Die Helfergruppe ist eine bunte Mischung quer durch alle Altersschichten. Vom rüstigen Senior bis hin zum Jugendlichen ist alles dabei. Und das ist auch gut so. Denn der Fahrdienst ist nur ein Angebot von vielen, die die Nachbarschaftshilfe bieten will. Erst kürzlich konnte zum Beispiel eine Umzugshilfe organisiert werden. Mit dabei war auch Helferin Bianca Sagerer, die von Anfang an bei dem Projekt beteiligt ist. Für den Umzug hat sie gleich ihre ganze Familie mit eingespannt. „Ich finde es wichtig, dass auch die Kinder und Jugendlichen lernen, dass es einfach wichtig ist, sich gegenseitig zu helfen.“ Ihre Tochter ist ebenfalls in der Nachbarschaftshilfe aktiv und füttert bei einer älteren Dame regelmäßig die Katze und gießt die Blumen, wenn sie nicht zu Hause ist.

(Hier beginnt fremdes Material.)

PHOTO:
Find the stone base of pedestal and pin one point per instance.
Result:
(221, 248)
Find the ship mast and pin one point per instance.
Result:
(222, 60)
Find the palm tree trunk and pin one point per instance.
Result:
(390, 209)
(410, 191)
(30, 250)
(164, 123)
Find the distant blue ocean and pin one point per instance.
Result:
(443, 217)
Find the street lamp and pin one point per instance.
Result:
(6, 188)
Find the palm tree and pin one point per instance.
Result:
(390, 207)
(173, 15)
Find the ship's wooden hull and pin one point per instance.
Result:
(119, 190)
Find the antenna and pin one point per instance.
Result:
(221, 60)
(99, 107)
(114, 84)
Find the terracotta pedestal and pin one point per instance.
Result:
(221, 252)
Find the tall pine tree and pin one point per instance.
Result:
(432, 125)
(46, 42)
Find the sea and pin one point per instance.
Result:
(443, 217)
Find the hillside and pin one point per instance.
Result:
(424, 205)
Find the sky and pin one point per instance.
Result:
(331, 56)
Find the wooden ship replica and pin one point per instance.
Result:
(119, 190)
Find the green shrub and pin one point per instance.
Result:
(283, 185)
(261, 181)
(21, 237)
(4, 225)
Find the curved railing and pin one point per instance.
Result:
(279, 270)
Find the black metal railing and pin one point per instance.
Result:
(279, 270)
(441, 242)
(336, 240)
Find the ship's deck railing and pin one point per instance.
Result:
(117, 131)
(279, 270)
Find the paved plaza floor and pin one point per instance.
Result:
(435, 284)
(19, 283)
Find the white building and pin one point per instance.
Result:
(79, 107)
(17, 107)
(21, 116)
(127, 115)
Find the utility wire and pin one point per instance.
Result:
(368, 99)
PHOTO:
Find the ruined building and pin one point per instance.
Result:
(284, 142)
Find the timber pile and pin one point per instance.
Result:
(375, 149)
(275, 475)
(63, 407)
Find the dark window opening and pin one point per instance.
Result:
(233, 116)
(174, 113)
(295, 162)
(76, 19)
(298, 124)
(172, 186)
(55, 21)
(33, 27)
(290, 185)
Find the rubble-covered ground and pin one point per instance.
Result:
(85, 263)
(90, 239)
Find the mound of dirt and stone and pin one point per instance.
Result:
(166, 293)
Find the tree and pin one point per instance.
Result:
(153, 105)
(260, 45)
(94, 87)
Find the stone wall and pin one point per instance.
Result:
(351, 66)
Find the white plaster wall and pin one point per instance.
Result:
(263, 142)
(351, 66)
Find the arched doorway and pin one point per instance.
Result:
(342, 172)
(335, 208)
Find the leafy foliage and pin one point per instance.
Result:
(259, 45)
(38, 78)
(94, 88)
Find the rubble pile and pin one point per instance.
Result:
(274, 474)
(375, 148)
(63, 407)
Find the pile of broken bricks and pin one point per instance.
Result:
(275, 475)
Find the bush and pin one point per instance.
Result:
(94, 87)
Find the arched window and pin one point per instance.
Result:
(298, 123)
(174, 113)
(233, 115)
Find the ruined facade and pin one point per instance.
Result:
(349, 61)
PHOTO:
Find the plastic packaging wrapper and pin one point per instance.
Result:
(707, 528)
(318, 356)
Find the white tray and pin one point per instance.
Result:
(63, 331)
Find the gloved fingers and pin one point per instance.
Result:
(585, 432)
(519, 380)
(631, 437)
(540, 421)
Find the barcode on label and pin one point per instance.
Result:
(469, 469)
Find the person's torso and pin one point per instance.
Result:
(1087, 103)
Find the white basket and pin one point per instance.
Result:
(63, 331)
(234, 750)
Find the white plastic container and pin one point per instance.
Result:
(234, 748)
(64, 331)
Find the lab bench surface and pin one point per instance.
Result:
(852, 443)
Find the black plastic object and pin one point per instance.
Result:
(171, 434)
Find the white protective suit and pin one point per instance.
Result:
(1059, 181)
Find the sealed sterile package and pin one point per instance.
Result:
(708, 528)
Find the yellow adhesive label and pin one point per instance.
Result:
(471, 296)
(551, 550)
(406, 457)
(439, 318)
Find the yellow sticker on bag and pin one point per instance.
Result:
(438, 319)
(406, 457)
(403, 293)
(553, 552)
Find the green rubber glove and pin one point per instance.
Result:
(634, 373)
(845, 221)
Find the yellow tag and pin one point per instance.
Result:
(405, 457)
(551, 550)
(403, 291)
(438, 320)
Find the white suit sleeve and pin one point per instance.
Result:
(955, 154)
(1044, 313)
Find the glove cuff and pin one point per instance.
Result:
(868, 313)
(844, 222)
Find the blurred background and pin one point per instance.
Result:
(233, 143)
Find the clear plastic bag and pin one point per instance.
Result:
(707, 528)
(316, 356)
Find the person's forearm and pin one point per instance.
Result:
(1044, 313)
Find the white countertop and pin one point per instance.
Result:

Hilfe von und für jede Generation

Doch die Nachbarschaftshilfe soll nicht nur für ältere Menschen da sein. Es ist ein generationenübergreifendes Projekt, in dem jeder Hilfe in Anspruch nehmen kann. Und wo jeder einfach jedem helfen kann – nach seinen eigenen Möglichkeiten. So erzählt Sandra Groth zum Beispiel, dass sie kürzlich die Anfrage einer örtlichen Fahrschule hatte, ob denn jemand einer Schülerin beim Lernen für die Theorieprüfung helfen könnte. Schnell wurde dafür jemand gefunden. Einfach und unbürokratisch. Indem man einfach nur eins macht: füreinander da sein.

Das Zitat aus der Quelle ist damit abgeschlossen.